John "The Gneech" Robey (the_gneech) wrote,
John "The Gneech" Robey

  • Music:

Today's Forgotten English

The state of being in some degree deranged. The term, it is said, had its origin from the circumstance of a considerable number of the principal families in the county of Fife having at least a bee in their bonnet[s].
--John Jamieson's Etymological Scottish Dictionary, 1808

Birthday of Erik Satie (1866-1925), eccentric French composer born of a musical French-Scottish family. He wrote numerous works that influenced Claude Debussy and Maurice Ravel, who in return championed some of Satie's pieces, including Gymopédies and Three Pieces in the Shape of a Pear. Originality could be found throughout his idiosynchratic scores, some of which were written without musical bars and contained such quizzical instructions as "with astonishment," "light as an egg," and even "work it out yourself." Satie worked as a café composer in fin-de-siècle Paris, creating innovative pieces, such as the waltz "Je te veux," that he called "furniture music." He intended these to be heard only in the background and would become curiously distraught when patrons left off their conversations to marvel at his performances.
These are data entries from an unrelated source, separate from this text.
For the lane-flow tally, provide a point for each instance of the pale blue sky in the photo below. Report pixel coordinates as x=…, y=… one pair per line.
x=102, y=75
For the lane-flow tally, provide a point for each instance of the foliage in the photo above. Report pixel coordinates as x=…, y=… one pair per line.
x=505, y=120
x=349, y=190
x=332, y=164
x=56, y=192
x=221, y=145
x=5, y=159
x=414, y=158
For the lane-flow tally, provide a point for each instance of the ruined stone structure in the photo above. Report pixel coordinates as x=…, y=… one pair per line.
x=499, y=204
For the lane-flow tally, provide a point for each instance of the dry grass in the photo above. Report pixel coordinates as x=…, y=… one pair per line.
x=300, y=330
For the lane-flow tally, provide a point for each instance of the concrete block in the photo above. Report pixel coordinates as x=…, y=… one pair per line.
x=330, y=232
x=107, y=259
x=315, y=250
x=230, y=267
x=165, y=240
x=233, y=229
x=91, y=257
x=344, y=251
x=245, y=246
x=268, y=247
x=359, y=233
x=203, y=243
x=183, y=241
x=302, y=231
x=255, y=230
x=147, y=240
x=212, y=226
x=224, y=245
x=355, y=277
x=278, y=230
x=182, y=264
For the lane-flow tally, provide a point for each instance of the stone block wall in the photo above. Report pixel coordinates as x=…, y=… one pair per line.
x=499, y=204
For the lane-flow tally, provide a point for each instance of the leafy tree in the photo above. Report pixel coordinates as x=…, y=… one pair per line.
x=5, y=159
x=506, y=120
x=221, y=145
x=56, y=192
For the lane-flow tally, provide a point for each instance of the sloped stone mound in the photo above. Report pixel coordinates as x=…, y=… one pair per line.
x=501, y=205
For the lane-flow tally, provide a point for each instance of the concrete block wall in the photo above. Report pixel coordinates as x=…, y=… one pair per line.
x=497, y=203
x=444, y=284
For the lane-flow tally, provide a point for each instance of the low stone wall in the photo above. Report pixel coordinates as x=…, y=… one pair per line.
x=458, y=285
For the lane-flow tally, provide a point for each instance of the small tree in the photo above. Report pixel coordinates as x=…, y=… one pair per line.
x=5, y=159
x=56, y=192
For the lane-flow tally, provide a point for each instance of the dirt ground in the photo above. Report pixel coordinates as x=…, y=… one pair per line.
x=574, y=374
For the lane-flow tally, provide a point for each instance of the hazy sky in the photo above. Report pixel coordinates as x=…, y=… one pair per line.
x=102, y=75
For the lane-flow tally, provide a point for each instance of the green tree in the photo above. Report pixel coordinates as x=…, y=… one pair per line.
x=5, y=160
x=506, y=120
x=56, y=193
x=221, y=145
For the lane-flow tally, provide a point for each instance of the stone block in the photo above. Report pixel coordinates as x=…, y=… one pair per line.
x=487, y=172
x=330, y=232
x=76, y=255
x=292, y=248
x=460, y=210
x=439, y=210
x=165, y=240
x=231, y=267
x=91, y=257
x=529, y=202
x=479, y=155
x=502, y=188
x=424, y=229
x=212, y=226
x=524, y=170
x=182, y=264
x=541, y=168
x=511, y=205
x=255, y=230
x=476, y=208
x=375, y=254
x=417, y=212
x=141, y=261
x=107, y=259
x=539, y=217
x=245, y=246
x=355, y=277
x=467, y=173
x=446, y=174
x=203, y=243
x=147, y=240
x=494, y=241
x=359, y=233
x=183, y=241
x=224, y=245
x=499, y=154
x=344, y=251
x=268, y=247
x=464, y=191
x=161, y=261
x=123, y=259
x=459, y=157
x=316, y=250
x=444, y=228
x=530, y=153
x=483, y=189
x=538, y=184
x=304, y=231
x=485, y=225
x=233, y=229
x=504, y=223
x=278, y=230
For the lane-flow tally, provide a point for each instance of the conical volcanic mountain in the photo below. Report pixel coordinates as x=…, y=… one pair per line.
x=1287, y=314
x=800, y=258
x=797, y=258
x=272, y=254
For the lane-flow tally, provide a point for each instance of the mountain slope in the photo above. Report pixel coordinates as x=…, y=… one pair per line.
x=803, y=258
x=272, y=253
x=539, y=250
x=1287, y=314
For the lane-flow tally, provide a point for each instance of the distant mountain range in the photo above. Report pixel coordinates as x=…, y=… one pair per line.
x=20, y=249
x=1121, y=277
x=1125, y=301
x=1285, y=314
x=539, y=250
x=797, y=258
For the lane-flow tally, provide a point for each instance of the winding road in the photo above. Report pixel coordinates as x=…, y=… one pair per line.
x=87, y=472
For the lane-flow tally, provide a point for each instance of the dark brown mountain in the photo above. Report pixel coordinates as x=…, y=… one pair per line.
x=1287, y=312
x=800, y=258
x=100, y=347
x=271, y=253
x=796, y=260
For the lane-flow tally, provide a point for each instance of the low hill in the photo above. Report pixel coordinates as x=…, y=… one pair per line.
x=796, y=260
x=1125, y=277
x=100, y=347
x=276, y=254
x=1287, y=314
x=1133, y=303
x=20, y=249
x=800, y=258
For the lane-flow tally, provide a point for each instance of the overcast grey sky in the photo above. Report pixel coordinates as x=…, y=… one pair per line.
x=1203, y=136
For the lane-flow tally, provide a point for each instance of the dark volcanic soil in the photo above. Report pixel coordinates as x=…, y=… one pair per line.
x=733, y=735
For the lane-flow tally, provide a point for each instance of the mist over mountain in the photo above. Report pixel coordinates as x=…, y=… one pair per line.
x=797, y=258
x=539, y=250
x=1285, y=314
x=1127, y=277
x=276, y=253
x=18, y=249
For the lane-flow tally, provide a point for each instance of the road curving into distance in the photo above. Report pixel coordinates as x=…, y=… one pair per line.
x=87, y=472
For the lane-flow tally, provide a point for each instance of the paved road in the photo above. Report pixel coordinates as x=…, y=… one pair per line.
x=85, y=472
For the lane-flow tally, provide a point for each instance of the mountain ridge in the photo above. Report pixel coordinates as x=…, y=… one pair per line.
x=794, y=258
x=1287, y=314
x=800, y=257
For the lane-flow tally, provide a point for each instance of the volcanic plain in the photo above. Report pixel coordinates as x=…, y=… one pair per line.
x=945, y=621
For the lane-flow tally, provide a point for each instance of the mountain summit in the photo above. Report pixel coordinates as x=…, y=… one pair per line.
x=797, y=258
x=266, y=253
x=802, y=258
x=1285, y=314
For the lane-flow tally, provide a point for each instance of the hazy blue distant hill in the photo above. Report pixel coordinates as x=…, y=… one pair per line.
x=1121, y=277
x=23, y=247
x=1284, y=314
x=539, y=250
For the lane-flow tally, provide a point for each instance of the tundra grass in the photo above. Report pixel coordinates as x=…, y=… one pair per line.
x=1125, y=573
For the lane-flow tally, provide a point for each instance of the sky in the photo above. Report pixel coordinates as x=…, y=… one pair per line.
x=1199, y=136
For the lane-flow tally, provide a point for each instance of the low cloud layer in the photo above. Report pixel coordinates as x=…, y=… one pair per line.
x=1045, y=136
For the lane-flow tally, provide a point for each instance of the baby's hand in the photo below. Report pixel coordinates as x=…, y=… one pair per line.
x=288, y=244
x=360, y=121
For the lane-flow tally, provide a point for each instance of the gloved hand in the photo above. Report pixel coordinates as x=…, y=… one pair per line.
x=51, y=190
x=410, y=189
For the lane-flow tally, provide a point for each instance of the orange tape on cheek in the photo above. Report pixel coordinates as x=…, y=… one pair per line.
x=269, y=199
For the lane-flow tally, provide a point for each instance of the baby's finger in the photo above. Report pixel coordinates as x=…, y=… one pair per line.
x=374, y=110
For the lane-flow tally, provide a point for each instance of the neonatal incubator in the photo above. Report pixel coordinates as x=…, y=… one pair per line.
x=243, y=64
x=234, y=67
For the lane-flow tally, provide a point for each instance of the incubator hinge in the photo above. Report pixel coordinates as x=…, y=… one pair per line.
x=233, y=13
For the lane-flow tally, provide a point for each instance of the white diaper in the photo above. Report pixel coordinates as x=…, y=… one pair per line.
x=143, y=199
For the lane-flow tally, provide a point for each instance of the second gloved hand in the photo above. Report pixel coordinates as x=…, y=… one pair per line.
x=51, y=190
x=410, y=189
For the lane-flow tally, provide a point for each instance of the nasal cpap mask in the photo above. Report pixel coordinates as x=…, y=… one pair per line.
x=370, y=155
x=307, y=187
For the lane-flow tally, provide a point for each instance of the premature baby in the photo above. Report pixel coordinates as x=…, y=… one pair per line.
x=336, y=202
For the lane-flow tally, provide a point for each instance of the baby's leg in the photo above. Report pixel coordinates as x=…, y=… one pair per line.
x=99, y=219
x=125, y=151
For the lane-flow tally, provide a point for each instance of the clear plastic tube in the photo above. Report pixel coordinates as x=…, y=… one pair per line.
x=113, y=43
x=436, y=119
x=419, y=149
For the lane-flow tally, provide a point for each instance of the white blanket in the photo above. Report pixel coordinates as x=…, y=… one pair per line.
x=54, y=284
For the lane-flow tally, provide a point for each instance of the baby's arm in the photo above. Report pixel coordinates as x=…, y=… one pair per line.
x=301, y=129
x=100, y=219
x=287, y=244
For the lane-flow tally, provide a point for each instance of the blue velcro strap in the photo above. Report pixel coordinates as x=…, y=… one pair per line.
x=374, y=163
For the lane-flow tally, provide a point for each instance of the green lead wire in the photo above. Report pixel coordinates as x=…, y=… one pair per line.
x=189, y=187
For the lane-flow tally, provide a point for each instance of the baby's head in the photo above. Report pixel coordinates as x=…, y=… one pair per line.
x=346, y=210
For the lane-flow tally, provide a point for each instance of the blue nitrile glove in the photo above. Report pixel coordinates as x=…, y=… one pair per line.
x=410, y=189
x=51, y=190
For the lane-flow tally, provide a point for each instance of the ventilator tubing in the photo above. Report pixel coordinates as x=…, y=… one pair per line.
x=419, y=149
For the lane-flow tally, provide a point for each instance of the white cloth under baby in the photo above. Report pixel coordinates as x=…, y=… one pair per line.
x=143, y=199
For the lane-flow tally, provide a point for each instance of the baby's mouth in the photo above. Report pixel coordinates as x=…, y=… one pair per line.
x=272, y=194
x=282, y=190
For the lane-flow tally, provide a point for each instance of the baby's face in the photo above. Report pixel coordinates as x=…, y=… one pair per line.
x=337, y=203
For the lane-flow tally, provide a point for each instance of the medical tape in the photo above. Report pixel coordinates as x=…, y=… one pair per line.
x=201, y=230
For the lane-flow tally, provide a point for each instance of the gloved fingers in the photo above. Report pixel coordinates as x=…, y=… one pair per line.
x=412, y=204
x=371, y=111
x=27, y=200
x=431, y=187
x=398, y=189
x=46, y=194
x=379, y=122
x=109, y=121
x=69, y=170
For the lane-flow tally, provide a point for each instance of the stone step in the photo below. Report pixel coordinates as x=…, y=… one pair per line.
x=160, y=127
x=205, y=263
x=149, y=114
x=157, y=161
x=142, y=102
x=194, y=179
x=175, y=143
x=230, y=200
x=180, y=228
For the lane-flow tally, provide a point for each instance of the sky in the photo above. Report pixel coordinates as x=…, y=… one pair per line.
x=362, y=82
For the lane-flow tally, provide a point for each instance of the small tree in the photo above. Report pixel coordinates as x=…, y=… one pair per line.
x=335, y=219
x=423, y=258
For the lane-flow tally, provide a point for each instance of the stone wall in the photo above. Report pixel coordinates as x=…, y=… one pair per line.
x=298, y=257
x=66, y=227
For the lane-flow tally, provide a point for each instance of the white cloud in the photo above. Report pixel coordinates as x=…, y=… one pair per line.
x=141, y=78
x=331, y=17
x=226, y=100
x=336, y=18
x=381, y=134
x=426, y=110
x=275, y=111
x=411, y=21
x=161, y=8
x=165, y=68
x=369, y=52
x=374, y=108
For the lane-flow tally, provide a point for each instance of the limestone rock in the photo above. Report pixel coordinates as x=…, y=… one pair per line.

I keep thinking of Bill Murray's line in Tootsie ... "I want people to come up to me and say, 'I saw your play man ... what happened?'"

Actually, I remember hearing one of Satie's pieces in High School, at least I think it was Satie. The piece was called "The Banshee," and it was an extremely discordant bit of creepy piano abuse; dilletante and I had to do an improv sketch to it, as I recall. (Or maybe it was Greg Ligon? It could have been either.)

(That reminds me, I wonder what ol' Greg is up to these days.)

(Wow, I've got a lot of parenthetical comments, here!)

-The Gneech

Edit: Turns out it wasn't Satie. Nevermind!